Fondateur de la troupe de danse Les Productions de l’Os, il vécu à Londres pendant dix ans et sa première vidéo, intitulée La déroute (1990), fut basée sur sa chorégraphie. Ses courts-métrages subséquents comprennent le film lauréat La mémoire de l’eau (1996), un narratif troublant d’un homme hanté par la mémoire de son amant après avoir noyé celui-ci alors qu’il était mourant, ainsi que L’appel/Call Waiting (1998), un mélodrame inspiré de Cocteau présentant une rupture gaie téléphonique.
Le premier long-métrage de Jean fut Full Blast (1999), basé sur le roman acadien lauréat L’Ennemi que je connais de Martin Pître. Véritable bouffée d’air frais lors de sa tournée des cinémas populaires et des festivals queer en 1999, Full Blast est un film d’art maussade avec fond de culture pop qui parle des vies sans issues de cinq personnes de l’arrière-pays. Il fut tourné à Bathurst au Nouveau-Brunswick, une petite ville en bordure de la magnifique baie des Chaleurs où l’usine de pâtes et papiers est fermée et les gens fument beaucoup trop (tabac autant que pot). Piston, Charles et Steph, trois amis en mal de vivre, se retrouvent et rêvent de relancer leur groupe de musique. L’ex-copine de Piston Marie-Lou est une sublime chanteuse et le seul espoir du groupe, mais elle résiste car Piston est un vendeur de stupéfiants, un fumeur excessif de pot et un moins que rien qui refuse de s’occuper de leur fille. Le tout se joue sous le regard de la propriétaire du bar, une femme sage et tenace nommée Rose qui, comme le reste des gens du coin, ne sait pas comment dire non. Cette dernière est jouée par Louise Portal, dont la participation a permis à Jean d’obtenir un budget généreux et des acteurs de renom pour son premier film (pas que les producteurs ne se sont pas désistés lorsqu’ils ont finalement vu le film sexuellement transgressif et contemplatif, dirigé d’une main de maître par Jean – jusqu’à ce qu’ils réalisent que le public en raffolait!). En fin de compte, le film n’est pas tant centré sur Charles, l’homme gay qui retourne dans le patelin qu’il s’était empressé de quitter, mais plutôt sur Steph, le joli bisexuel qui semble être un peu plus tenace et intègre que le reste de sa bande et qui baise – et se fait baiser – par presque tous les autres sans pour autant trouver ce qu’il cherche. Charles s’échappe à nouveau, mais Steph et les autres restent pris dans leur quotidien.

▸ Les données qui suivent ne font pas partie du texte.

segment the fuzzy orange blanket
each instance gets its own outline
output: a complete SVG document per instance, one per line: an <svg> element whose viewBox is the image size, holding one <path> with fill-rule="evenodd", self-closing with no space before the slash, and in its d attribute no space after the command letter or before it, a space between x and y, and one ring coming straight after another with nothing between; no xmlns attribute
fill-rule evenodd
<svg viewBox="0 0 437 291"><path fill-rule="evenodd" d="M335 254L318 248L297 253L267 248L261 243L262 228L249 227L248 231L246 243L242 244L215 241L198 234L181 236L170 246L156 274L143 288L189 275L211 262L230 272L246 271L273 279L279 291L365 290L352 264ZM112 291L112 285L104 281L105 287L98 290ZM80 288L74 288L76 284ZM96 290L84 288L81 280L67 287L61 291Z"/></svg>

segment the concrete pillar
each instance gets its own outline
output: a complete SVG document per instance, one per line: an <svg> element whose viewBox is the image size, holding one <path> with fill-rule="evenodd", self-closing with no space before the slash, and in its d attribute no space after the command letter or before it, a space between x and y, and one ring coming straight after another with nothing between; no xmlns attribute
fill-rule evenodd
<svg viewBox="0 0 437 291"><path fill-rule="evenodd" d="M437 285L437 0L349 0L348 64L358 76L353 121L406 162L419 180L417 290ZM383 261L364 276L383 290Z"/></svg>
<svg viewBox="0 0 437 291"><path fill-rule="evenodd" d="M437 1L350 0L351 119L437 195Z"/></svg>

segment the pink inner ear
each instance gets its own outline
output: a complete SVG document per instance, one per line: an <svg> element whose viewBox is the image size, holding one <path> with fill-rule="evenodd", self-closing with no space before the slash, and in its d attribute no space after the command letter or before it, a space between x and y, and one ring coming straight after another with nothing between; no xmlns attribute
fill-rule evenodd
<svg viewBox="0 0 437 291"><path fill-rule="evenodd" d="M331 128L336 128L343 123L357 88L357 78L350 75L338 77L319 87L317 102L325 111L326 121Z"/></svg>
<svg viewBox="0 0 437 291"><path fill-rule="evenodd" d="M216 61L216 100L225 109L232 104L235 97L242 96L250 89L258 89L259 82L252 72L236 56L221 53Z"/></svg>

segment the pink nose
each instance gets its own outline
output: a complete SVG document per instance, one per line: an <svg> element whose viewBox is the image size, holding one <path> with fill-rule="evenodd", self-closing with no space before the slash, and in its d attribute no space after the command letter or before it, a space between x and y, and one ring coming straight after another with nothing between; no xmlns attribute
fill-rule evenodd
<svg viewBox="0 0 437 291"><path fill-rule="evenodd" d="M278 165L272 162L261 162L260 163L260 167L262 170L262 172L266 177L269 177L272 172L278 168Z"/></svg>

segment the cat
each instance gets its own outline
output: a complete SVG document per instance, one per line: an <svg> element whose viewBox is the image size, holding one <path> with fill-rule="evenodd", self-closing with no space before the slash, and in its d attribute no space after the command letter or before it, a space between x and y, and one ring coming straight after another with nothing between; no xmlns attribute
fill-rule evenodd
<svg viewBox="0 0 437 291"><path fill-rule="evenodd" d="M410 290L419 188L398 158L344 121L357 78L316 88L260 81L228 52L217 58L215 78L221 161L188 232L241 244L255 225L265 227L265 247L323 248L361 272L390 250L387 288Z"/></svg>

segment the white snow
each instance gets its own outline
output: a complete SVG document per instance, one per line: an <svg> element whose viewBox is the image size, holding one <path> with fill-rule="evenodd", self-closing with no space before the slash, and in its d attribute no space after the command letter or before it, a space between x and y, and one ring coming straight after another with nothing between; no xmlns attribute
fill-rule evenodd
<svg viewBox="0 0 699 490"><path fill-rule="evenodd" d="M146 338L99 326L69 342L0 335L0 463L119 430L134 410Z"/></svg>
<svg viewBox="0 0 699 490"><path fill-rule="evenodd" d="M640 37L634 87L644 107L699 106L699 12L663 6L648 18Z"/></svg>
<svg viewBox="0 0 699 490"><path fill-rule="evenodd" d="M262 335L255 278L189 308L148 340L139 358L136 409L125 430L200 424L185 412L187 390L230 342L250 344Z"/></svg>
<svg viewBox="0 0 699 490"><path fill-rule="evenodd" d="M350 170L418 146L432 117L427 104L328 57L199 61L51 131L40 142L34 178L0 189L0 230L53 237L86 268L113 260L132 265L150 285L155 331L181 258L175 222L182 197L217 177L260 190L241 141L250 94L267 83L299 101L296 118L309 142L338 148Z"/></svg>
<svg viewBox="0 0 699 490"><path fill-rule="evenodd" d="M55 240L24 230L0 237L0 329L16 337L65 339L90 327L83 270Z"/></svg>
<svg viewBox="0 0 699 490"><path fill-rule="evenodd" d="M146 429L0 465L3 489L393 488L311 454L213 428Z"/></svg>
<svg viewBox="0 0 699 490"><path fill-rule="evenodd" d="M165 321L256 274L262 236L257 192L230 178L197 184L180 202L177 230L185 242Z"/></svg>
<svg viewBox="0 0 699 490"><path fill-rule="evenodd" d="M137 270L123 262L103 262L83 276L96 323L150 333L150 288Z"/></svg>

Jean a exploré en profondeur cette même veine mélodramatique de marginalité sexuelle, existentielle et sociale dans Yellowknife (2002), son second long-métrage. Comme ce dernier est un road movie, les personnages frustrés et solitaires de Jean ne sont pas pris au piège dans un patelin morne, effectuant plutôt un périple miraculeux de Moncton à Yellowknife parsemé de bêtes mortes en bordure de route, de braquages, de bagarres et d’orgies. Max, un beau jeune homme aux traits sombres, sauve sa sœur Linda d’un hôpital psychiatrique avant de prendre la route ensemble dans sa camionnette. En route, ils font monter deux danseurs jumeaux anglophones, une chanteuse lounge en piteux état (Patsy Gallant, la star québécoise du disco, dans un retour fort attendu), son gérant omnisexuel et, plus tard en chemin, un policier autochtone sans vices et sans reproches qui se lie d’amitié avec Linda. Ils finissent par arriver à Yellowknife mais, comme le genre le dicte, leur parcours est plus tumultueux que prévu. Yellowknife est une encyclopédie de sexualités marginales plus complète que Full Blast : inceste, travail du sexe, agression sexuelle, symbiose compulsive de masturbation-exhibitionnisme-voyeurisme, hétérosexualité conventionnelle chez le policier et découvertes de soi homoérotiques chez le frère et la sœur. Bien que cette transition vers la perversité pansexuelle associée au film d’art a déplu à quelques critiques, la réception critique de Yellowknife est venue confirmer l’originalité sans pareil de Jean et valait bien mieux que ses résultats navrants au box-office.